Sans Superellipse Dubid 7 is a bold, normal width, monoline, upright, normal x-height font visually similar to 'Cybersport' by Anton Kokoshka, 'Protrakt Variable' by Arkitype, 'Ciutadella' by Emtype Foundry, and 'Octin College' by Typodermic (names referenced only for comparison).
Keywords: headlines, posters, branding, packaging, signage, techy, industrial, futuristic, utilitarian, confident, impact, modernity, technical tone, clarity, cohesion, squared-round, rounded corners, geometric, compact, sturdy.

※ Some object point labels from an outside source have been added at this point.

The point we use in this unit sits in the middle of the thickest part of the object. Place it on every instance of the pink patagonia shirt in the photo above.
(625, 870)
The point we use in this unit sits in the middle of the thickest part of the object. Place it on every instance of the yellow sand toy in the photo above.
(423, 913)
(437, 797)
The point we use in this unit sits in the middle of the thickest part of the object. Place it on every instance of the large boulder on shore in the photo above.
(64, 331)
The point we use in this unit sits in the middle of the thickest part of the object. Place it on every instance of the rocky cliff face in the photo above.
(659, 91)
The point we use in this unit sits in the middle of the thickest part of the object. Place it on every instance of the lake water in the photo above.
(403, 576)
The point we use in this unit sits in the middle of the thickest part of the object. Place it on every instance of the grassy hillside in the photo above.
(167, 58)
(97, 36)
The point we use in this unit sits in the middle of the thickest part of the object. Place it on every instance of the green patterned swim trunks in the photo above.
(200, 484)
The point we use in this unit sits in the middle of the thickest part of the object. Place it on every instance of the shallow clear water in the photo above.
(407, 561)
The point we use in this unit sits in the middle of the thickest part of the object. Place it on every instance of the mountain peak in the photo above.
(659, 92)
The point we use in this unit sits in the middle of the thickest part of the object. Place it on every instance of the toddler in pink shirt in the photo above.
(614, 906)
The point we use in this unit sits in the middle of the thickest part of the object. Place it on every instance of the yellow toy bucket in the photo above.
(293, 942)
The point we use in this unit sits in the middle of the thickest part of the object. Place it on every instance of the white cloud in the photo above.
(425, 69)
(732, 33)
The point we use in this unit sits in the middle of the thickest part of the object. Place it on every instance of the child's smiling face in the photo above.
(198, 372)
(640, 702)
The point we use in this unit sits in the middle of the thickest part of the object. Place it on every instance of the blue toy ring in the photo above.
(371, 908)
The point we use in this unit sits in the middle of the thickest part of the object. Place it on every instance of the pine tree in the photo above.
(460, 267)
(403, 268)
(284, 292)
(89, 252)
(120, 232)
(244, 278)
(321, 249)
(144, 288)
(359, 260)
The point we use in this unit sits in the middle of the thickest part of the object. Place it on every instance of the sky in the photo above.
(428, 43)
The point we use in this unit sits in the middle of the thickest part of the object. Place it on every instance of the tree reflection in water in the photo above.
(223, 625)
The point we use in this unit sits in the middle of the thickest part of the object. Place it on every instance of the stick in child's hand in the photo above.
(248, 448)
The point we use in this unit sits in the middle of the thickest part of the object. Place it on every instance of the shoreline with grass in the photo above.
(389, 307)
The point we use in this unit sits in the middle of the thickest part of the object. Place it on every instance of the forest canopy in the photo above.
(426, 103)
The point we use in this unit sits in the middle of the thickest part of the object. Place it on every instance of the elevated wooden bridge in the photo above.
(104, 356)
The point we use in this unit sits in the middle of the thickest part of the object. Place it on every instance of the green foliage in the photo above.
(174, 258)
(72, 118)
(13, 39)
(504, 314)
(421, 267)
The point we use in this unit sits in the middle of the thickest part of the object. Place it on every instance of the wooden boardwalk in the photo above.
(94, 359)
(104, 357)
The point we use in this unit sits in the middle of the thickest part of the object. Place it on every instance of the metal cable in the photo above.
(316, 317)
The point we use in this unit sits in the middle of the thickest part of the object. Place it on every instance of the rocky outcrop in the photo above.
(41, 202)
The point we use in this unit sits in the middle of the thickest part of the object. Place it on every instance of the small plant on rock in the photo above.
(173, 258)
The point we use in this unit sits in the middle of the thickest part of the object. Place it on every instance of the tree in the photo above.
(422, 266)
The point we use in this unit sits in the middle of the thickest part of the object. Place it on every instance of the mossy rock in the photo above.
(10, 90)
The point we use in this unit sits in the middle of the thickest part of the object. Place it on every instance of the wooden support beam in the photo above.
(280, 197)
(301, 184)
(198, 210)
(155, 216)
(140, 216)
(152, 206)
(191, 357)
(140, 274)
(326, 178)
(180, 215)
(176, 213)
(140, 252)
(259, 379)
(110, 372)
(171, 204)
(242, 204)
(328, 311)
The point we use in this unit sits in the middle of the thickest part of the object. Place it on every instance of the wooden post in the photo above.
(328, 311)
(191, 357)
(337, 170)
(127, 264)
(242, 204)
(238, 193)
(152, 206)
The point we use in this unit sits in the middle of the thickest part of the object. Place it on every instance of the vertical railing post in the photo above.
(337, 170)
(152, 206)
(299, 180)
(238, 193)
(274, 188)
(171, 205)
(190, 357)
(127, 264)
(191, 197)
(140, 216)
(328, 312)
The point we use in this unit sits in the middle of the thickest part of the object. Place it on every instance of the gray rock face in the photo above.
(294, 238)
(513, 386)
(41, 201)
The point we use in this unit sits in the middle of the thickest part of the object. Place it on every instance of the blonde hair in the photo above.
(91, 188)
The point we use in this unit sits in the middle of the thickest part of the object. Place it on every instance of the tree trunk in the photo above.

A heavy, monoline sans built from squared-round geometry: counters and bowls lean toward rounded rectangles, with smoothly radiused corners and largely uniform stroke weight. Proportions are compact with broad letterforms, short-ish apertures, and a sturdy baseline presence; terminals are mostly blunt and softly squared rather than sharply cut. The lowercase keeps simple, single-storey constructions (notably a and g), with a tall, straight-sided look in verticals and consistent rounding in curves. Numerals follow the same superelliptical logic, reading blocky and stable with clear, open interior spaces.
Best suited to display settings where bold, compact forms need to hold up at a distance—headlines, posters, logos, packaging, and wayfinding or product labeling. It also fits UI and tech-themed graphics where squared-round letterforms reinforce an engineered aesthetic.
The overall tone is modern and engineered, evoking equipment labeling, digital interfaces, and industrial design. Its softened corners keep it approachable, but the dense, squared forms still feel decisive and robust.
The font appears designed to deliver a strong, contemporary voice using rounded-rectangular construction, prioritizing solidity and stylistic cohesion across the full alphanumeric set. The softened corners suggest an intent to balance a technical, industrial feel with friendlier readability.
The design maintains strong shape consistency across caps, lowercase, and figures, with rounded-rectangle counters repeating throughout. Curved letters (C, G, O, Q) appear particularly ‘squared’ compared to typical grotesks, giving the face a distinctive, hardware-like rhythm.